Exercise of Warrants, Issue of Equity and Warrants, Warrant Extension and RPT

Marula Mining (AQSE: MARU) an African focused mining and development company, announces (i) the exercise of warrants raising gross proceeds of £80,000 for the Company; (ii) the issue of new ordinary shares and warrants over new ordinary shares in lieu of financial advisory services provided to the Company; (iii) receipt of funds and the issue of new ordinary shares and warrants by way of a delayed subscription to the Company in regards to the fundraisings previously announced 27 October 2022 and 18 November 2022 (the “Placement”); and (iv) the extension to the expiration term of certain warrants and related party transaction.

Exercise of Warrants

The Company has received notification for the exercise of warrants over 2,000,000 new ordinary shares in the Company at an exercise price of 4 pence per share providing the Company with proceeds of £80,000 (“Warrant Exercise”).

Issue of Equity and Warrants

The Company has also issued 8,500,000 new ordinary shares to advisors in lieu of services provided in regards to the US$5.0 million Lithium Prepayment Facility for funding the acquisition and development of the Blesberg Lithium and Tantalum Mine as previously announced on 27 October 2022. The shares have been issued at a price of 2p per ordinary share, on the same terms and price as the Placement completed in October and November 2022.

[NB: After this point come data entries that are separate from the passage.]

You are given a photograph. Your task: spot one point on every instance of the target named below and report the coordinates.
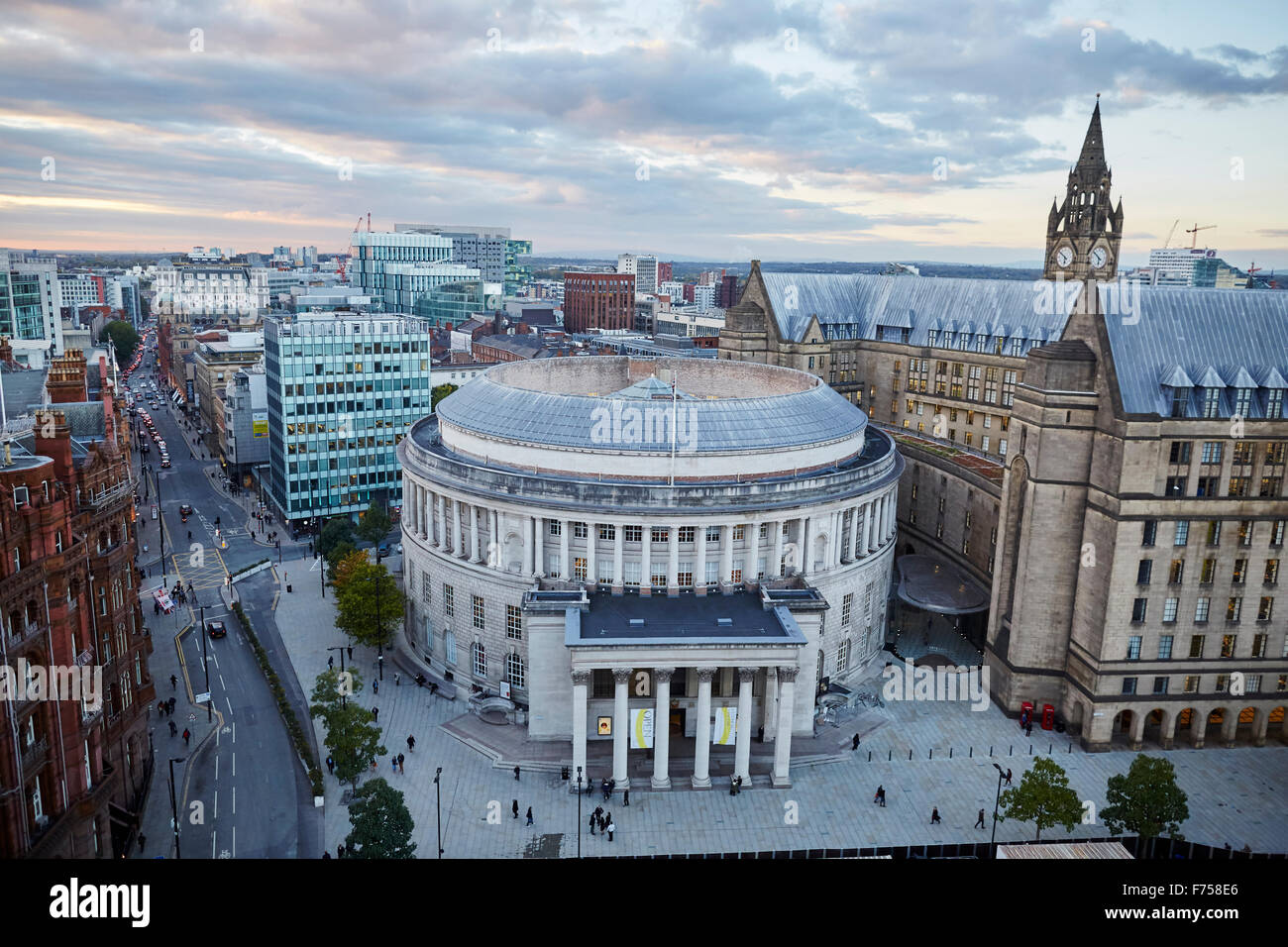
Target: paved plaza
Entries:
(1235, 795)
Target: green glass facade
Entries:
(342, 393)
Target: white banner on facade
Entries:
(642, 729)
(724, 731)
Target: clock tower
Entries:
(1083, 232)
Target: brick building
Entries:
(72, 776)
(599, 300)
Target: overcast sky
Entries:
(704, 128)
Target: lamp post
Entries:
(174, 806)
(1001, 775)
(438, 808)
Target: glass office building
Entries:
(343, 389)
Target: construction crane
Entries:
(1196, 230)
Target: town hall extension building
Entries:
(644, 548)
(1103, 471)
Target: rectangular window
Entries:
(1170, 609)
(1149, 532)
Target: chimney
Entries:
(54, 440)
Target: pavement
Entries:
(925, 755)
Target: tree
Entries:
(370, 607)
(352, 735)
(381, 825)
(347, 566)
(124, 339)
(437, 393)
(336, 530)
(374, 523)
(1146, 800)
(1043, 796)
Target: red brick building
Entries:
(599, 300)
(72, 776)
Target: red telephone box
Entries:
(1025, 712)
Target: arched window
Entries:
(514, 669)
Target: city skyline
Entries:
(823, 133)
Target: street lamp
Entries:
(438, 808)
(174, 806)
(1001, 776)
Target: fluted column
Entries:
(784, 749)
(778, 549)
(645, 560)
(580, 684)
(621, 725)
(565, 566)
(618, 573)
(742, 753)
(699, 577)
(702, 731)
(662, 727)
(673, 562)
(725, 556)
(529, 547)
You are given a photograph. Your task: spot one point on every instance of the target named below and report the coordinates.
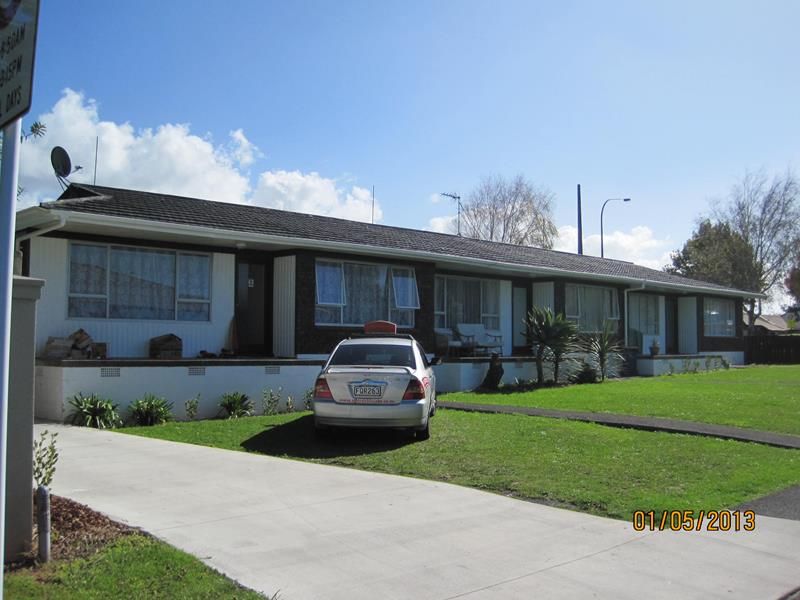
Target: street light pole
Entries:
(602, 253)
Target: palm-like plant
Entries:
(606, 350)
(548, 332)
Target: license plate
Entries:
(367, 389)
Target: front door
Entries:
(254, 305)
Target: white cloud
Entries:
(639, 245)
(442, 224)
(173, 160)
(314, 194)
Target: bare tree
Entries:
(512, 211)
(766, 214)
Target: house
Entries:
(284, 287)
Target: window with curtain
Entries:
(466, 300)
(591, 306)
(643, 317)
(719, 317)
(121, 282)
(355, 293)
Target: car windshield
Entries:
(380, 355)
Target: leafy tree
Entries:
(717, 254)
(511, 211)
(750, 240)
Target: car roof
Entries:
(384, 341)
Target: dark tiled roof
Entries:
(247, 218)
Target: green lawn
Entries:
(133, 566)
(603, 470)
(759, 397)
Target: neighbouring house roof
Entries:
(774, 323)
(122, 204)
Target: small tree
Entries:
(546, 332)
(562, 342)
(605, 349)
(512, 211)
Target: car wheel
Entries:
(321, 432)
(424, 433)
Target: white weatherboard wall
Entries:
(122, 385)
(687, 325)
(127, 338)
(543, 294)
(506, 317)
(283, 306)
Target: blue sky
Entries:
(307, 105)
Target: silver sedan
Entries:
(376, 382)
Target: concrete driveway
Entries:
(320, 532)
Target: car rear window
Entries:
(374, 355)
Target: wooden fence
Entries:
(772, 349)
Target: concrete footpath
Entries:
(780, 440)
(320, 532)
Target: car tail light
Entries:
(322, 390)
(415, 390)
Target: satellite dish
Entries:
(62, 165)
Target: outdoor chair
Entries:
(480, 339)
(446, 342)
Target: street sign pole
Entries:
(19, 21)
(9, 173)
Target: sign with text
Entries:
(18, 22)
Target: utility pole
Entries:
(457, 198)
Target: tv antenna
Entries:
(457, 199)
(62, 165)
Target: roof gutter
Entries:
(179, 228)
(58, 224)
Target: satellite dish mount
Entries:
(62, 165)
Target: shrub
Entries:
(191, 406)
(605, 350)
(236, 404)
(150, 410)
(45, 457)
(586, 374)
(270, 401)
(550, 336)
(93, 411)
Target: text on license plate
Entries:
(367, 391)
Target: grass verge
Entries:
(96, 557)
(758, 397)
(602, 470)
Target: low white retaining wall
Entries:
(56, 385)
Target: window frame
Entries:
(107, 295)
(483, 314)
(613, 300)
(390, 310)
(723, 301)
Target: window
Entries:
(356, 293)
(719, 317)
(591, 306)
(121, 282)
(643, 317)
(466, 300)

Furthermore, the Company has issued warrants over 1,000,000 new ordinary shares in the Company to an advisor in lieu of services provided in regards to the Placement completed in October and November 2022. The warrants have an exercise price of 4 pence with a maturity date of 31 December 2025.

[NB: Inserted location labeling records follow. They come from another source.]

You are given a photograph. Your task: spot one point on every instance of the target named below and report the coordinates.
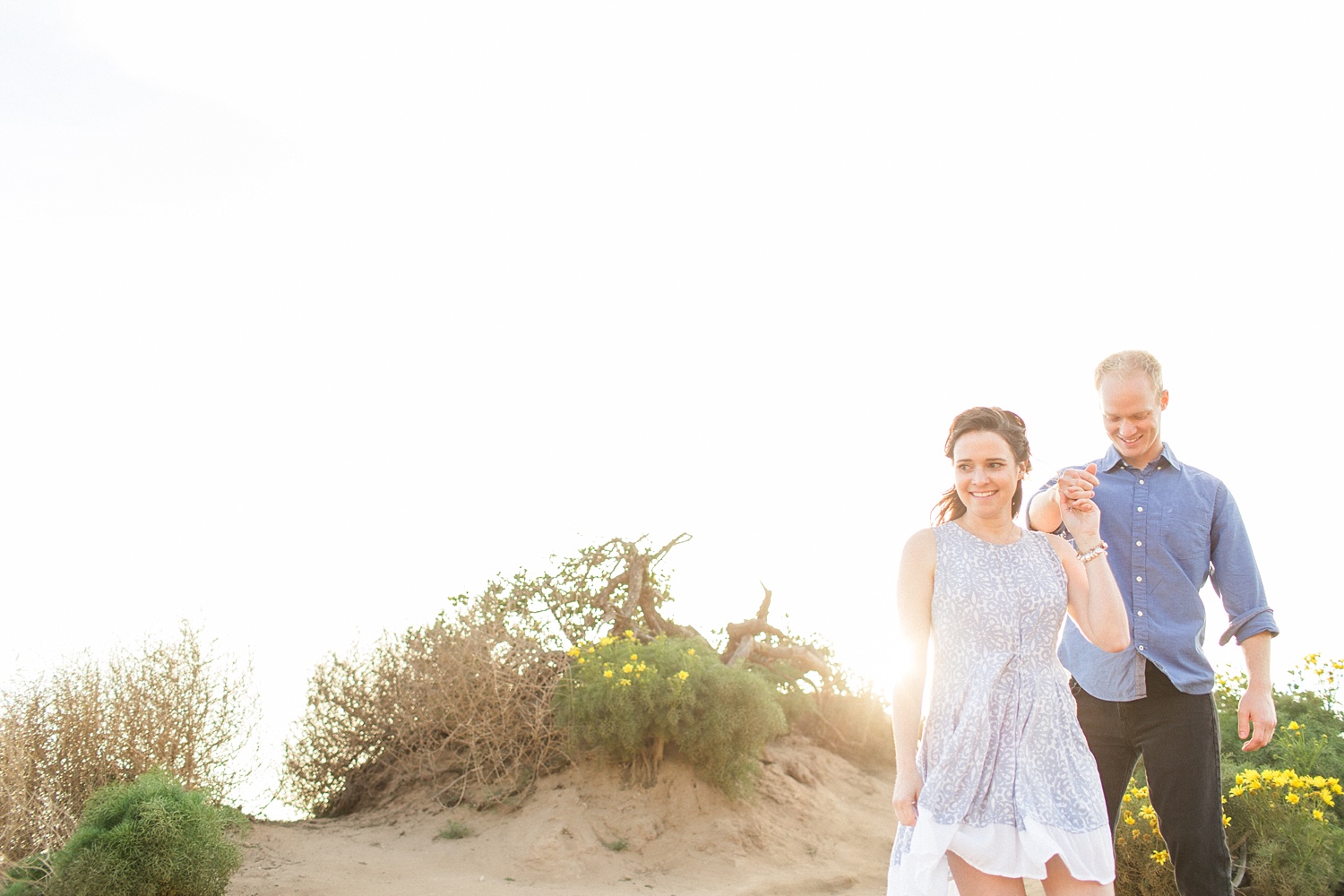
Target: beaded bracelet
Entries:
(1096, 552)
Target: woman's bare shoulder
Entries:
(922, 543)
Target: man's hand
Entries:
(1255, 712)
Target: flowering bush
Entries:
(1142, 866)
(1287, 821)
(1285, 818)
(634, 700)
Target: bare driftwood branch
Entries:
(758, 641)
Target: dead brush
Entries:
(169, 705)
(462, 704)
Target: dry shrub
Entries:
(172, 705)
(462, 704)
(851, 724)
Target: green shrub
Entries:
(1142, 866)
(1287, 823)
(454, 831)
(632, 700)
(1284, 815)
(150, 837)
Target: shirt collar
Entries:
(1113, 458)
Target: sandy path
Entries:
(817, 825)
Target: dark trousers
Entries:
(1176, 734)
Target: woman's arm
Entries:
(1094, 602)
(914, 618)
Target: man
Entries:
(1168, 527)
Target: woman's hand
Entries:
(1078, 512)
(905, 798)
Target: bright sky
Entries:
(314, 314)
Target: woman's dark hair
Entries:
(983, 419)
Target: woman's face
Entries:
(986, 473)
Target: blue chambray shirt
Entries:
(1169, 528)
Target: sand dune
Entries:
(817, 825)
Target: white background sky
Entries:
(317, 314)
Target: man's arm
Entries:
(1043, 511)
(1255, 713)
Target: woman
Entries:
(1003, 786)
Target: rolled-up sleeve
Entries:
(1234, 573)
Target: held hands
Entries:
(1077, 511)
(905, 798)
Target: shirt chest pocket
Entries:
(1185, 532)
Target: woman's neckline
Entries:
(1018, 535)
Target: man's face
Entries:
(1132, 411)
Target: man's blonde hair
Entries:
(1131, 362)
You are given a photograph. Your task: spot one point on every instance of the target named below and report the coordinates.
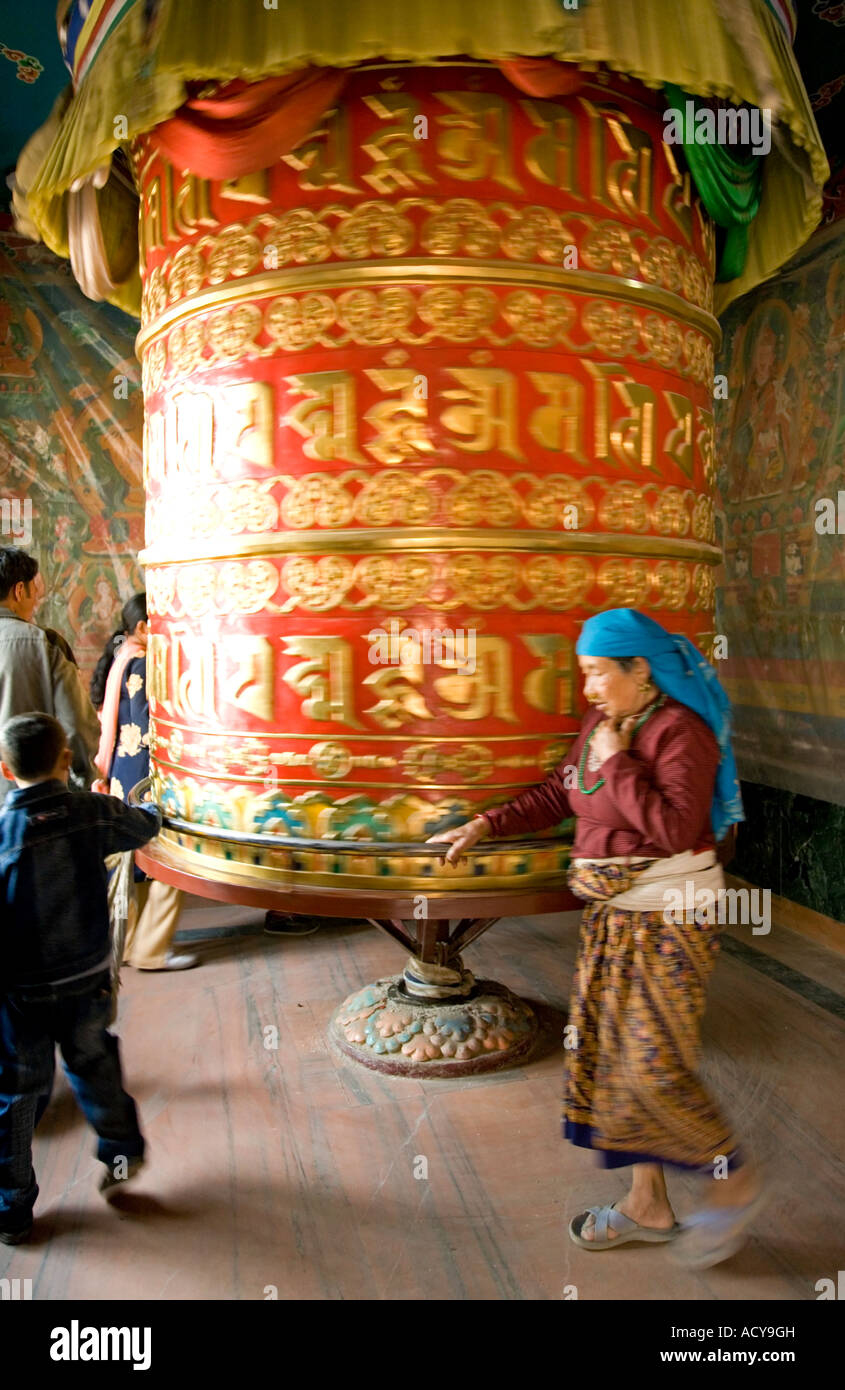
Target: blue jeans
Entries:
(31, 1025)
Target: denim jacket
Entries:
(53, 881)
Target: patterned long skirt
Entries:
(633, 1041)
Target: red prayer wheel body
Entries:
(444, 371)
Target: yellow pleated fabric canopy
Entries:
(730, 49)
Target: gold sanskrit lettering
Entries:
(323, 160)
(324, 677)
(549, 688)
(488, 691)
(678, 442)
(327, 417)
(394, 150)
(400, 424)
(558, 424)
(551, 156)
(476, 139)
(250, 684)
(489, 412)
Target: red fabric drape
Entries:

The Company has received gross proceeds of £71,000 through the issue of 3,550,000 new ordinary shares at a price of 2 pence per new ordinary share (the “Subscription”).

The Subscription was completed on the same terms as the fundraises announced 27 October 2022 and 18 November 2022, pursuant to which, for each two new ordinary shares issued, the shareholders participating in the Subscription will receive a warrant allowing the holder to subscribe for an additional new ordinary share in the Company at an exercise price of 4 pence exercisable until 31 December 2025 (“Subscription Warrant”). As a consequence, a Subscription Warrant has been issued over 1,775,000 new ordinary shares.

Warrant extension

The Company has extended the expiry date of 7,625,000 warrants issued to subscribe for new ordinary shares of 0.01 pence in Marula at an exercise price of 4 pence per share, which were issued in connection to the placing pursuant to the announcement of 24 June 2020. The expiry date has been extended from 31 December 2022 until 31 December 2023 (“Warrant Extension”).

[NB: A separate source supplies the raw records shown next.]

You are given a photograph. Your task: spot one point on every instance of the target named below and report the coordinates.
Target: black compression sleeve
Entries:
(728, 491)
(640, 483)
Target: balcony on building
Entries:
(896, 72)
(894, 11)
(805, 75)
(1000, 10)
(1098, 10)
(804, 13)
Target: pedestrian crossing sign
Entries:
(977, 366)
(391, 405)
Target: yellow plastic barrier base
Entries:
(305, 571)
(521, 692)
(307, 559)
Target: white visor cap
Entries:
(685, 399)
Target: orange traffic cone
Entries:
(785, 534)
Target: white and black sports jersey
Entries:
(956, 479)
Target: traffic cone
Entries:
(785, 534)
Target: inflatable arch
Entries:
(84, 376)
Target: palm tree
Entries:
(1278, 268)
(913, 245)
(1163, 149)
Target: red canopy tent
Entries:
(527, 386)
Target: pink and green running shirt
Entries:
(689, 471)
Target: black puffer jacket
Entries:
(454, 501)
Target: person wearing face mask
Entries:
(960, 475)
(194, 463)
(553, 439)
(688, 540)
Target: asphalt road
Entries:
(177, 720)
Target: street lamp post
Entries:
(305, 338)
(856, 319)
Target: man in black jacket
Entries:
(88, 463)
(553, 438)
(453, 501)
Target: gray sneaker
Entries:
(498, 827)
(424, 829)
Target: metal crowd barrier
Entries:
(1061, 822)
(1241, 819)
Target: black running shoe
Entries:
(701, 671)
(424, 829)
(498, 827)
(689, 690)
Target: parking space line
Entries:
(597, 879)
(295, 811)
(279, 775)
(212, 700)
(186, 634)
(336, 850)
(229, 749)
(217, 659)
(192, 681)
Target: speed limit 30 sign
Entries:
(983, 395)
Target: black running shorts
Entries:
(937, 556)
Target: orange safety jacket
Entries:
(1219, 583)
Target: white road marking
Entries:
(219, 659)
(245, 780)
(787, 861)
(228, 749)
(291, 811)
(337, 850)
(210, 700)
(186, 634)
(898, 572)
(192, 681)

The decision to extend was made given the previous inactivity of the Company for a large period of the term of these warrants and to provide warrant holders with the ability to exercise these over the next 12 months following the change in strategy and more active management and investment activities of the Company.

Pursuant to the Warrant Extension, the following 1,670,000 warrants are held by Jason Brewer, Chief Executive of the Company and Richard Lloyd, a PDMR of the Company, and have been extended:

Director / PDMR

Exercise price

Warrants extended pursuant to the Warrant extension

Jason Brewer



Richard Lloyd



1 32,500 warrants were extended pursuant to the Warrant Extension which are held through Mayflower Capital Investments Pty Ltd

2 1,375,000 warrants were extended pursuant to the Warrant Extension which are held through Gathoni Muchai Investments Limited (“GMI”)

Related Party Transaction

The Warrant Extension of warrants held by Jason Brewer and Richard Lloyd constitutes a related party transaction under Rule 4.6 of the AQSE Growth Market Access Rulebook (the “Transaction”). The Directors of the Company independent of the Transaction confirm that, having exercised reasonable care, skill and diligence, the related party transaction is fair and reasonable insofar as the shareholders of Marula are concerned.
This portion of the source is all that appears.